この素材をイスに使ったのがイームズです。
FRP製イームズチェア
出所:Wikipedia
https://en.wikipedia.org/wiki/Charles_and_Ray_Eames
当時どのようにFRPをイスに使っていたのか、貴重な映像が残されています。
綿のような形をしたガラス繊維に、ペンキのようなプラスチック素材を流し込んで型にはめる様子がわかります。この工程なら、熟練の職人でなくとも出来そうですよね。大量生産に非常に向いた技術だったのです。

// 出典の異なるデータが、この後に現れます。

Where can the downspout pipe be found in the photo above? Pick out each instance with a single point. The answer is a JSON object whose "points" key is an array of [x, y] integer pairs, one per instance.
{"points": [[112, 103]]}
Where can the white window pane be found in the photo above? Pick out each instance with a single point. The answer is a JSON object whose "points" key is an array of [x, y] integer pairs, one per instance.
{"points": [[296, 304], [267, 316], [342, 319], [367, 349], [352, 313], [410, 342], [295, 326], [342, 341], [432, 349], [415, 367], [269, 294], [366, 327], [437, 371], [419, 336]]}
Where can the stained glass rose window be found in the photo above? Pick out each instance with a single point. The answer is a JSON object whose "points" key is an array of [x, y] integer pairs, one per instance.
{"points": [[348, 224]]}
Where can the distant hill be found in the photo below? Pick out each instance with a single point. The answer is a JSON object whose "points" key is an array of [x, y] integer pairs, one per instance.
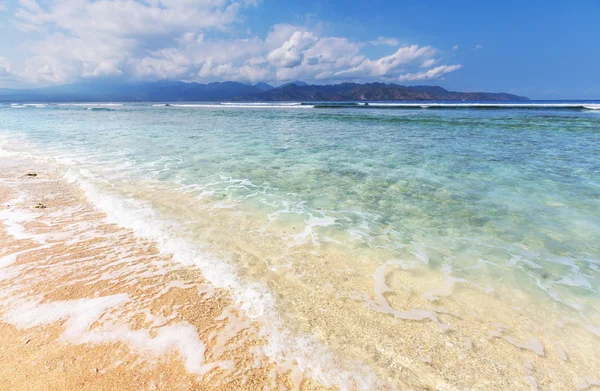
{"points": [[166, 91], [297, 82], [373, 92], [263, 86]]}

非常に優れたFRPですが、実はある欠点が発覚します。環境負荷が高いことです。
FRPを捨てる場合、プラスチックとガラス繊維の分離が難しいため、リサイクルすることが困難です。したがって廃棄するしかないのですが、焼却しようとすると有害な物質が出るため、製品のまま捨てざるを得ず、ゴミがどんどん増えていってしまうのです。
しかし、2014年には環境面の問題を解決した新しいFRPが開発され、イームズチェアのラインナップにはFRPの製品が残っています。
ポリプロピレン
FRPの後継素材となったのが、PPP(ポリプロピレン)です。
加工がしやすく、強度が高いため、あらゆる日用品に使われるプラスチックの素材です。
また、発色がいいという特徴もあり、イームズチェアのようにカラフルなバリエーションを持つ製品にピッタリです。
そして、生産からリサイクル・廃棄までみたときに環境にかかる負荷が少ないという特徴もあります。
PPP製のイームズチェアは、FRP製の代替製品ではありません。FRP製は表面にツヤがあるのに対して、PPP製はざらざらとした質感です。まったく違う製品として作られたと考えたほうがいいでしょう。FRPの懐かしい質感が欲しいという人にとって、FRP素材のイームズチェアは、選択肢が限られてしまっています。正規品の新品を購入しようとすると、色は限定され、黒1色のみだそうです。
PPP製のイームズチェアは、マットな質感で、見た目にも軽く、インテリアになじむアイテムとして重宝します。より現代にフィットしたイスとして、PPP製のイームズチェアが生まれたということがいえます。
イームズチェアは、美しい外見ばかりに目をうばわれがちですが、実は中身(素材)もスゴイのです。